On the uppermost level of the NEST research building of the Swiss Federal Laboratories for Materials Science and Technology (Empa) and the Swiss Federal Institute of Aquatic Science and Technology within the ETH Domain (Eawag), researchers from the Swiss Federal Institute of Technology Zurich (ETH) have erected the new HiLo unit. According to a press release from Empa, the module illustrating “nearly a decade of formative ETH research” was opened on October 6. A prominent feature of HiLo is a concrete roof with a double curve.

NEST tests resource-efficient concrete structures
The HiLo unit is enthroned on the top platform of the NEST research and innovation building on the Empa campus in Dübendorf, Switzerland.
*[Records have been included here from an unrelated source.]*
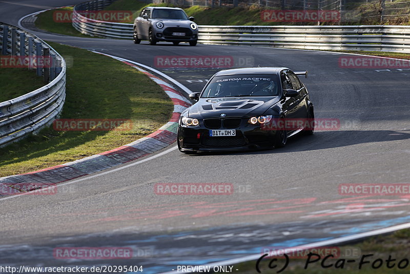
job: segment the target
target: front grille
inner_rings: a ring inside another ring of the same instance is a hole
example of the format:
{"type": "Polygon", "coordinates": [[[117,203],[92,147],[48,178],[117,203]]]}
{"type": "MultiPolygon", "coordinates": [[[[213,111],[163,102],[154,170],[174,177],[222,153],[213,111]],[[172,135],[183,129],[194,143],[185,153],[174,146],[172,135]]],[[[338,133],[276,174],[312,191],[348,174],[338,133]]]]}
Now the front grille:
{"type": "Polygon", "coordinates": [[[169,39],[176,39],[176,40],[187,40],[190,39],[191,36],[192,36],[192,31],[188,28],[177,28],[177,27],[170,27],[167,28],[162,32],[165,38],[169,39]],[[176,36],[173,35],[173,32],[183,32],[185,33],[184,36],[176,36]]]}
{"type": "Polygon", "coordinates": [[[223,119],[223,126],[226,128],[235,128],[240,125],[240,118],[226,118],[223,119]]]}
{"type": "Polygon", "coordinates": [[[220,128],[221,127],[220,119],[205,119],[203,120],[205,126],[208,128],[220,128]]]}

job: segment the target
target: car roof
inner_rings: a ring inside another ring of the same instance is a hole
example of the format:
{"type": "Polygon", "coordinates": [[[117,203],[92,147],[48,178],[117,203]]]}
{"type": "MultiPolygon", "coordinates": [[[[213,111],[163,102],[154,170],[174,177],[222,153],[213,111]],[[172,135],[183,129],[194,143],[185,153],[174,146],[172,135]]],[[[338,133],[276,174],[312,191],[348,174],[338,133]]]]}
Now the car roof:
{"type": "Polygon", "coordinates": [[[233,69],[226,69],[217,72],[215,76],[222,76],[235,74],[279,74],[284,69],[289,69],[284,67],[257,67],[243,68],[233,69]]]}
{"type": "Polygon", "coordinates": [[[145,8],[146,9],[167,9],[167,10],[181,10],[182,9],[180,8],[170,8],[169,7],[146,7],[145,8]]]}

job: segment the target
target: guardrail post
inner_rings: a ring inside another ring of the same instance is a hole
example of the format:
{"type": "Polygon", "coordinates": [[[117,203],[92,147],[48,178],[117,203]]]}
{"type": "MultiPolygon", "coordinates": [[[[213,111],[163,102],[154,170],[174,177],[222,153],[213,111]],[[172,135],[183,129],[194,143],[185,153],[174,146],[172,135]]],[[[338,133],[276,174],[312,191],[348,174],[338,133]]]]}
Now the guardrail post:
{"type": "Polygon", "coordinates": [[[50,49],[44,48],[43,50],[43,66],[44,70],[44,82],[50,82],[50,49]]]}
{"type": "Polygon", "coordinates": [[[17,30],[11,29],[11,55],[17,54],[17,30]]]}
{"type": "Polygon", "coordinates": [[[56,60],[55,60],[55,67],[56,67],[55,76],[56,76],[56,77],[57,76],[57,75],[59,74],[60,72],[61,72],[61,71],[63,70],[63,68],[61,68],[61,60],[60,60],[59,59],[56,59],[56,60]]]}
{"type": "Polygon", "coordinates": [[[22,61],[26,56],[26,33],[22,31],[20,32],[20,57],[22,61]]]}
{"type": "Polygon", "coordinates": [[[3,44],[2,55],[7,55],[7,41],[9,40],[9,26],[3,26],[3,44]]]}
{"type": "Polygon", "coordinates": [[[36,42],[36,70],[37,70],[37,76],[41,76],[42,74],[42,68],[40,62],[40,58],[42,57],[42,49],[43,46],[41,42],[36,42]]]}
{"type": "Polygon", "coordinates": [[[34,44],[34,38],[32,37],[29,36],[28,37],[29,41],[29,48],[27,50],[27,56],[29,58],[29,69],[33,68],[31,65],[33,62],[33,45],[34,44]]]}
{"type": "Polygon", "coordinates": [[[55,54],[50,54],[50,81],[52,81],[55,78],[55,54]]]}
Photo: Roman Keller

The latest technologies were used to create this, and researchers at the ETH also drew from the knowledge of medieval cathedral builders in constructing self-supporting structures. The “novel, lightweight funicular floor system” that has been created also has the NEST module’s ventilation, cooling and low-temperature heating integrated into it.

Holcim Switzerland is an industry partner involved in developing the floor construction. Holcim’s resource-efficient EvopactPLUS concrete was used for the building, as the concrete manufacturer based in Zug explains in its own press release on HiLo. In it, Holcim Switzerland Project Engineer Kerstin Wassmann is quoted, saying: “The lightweight floor construction in the HiLo unit is characterized by a curved, pressure-stable, ribbed structure that was created using 50 percent less material than conventional concrete floors.”

However, with HiLo it is not just lightweight design that ETH researchers want to test. The new NEST module is additionally equipped with self-learning building technology. When combined with its users, automated learning should show possibilities of “how comfortable interior conditions can be achieved with as little energy and emissions as possible,” according to the press release from Empa.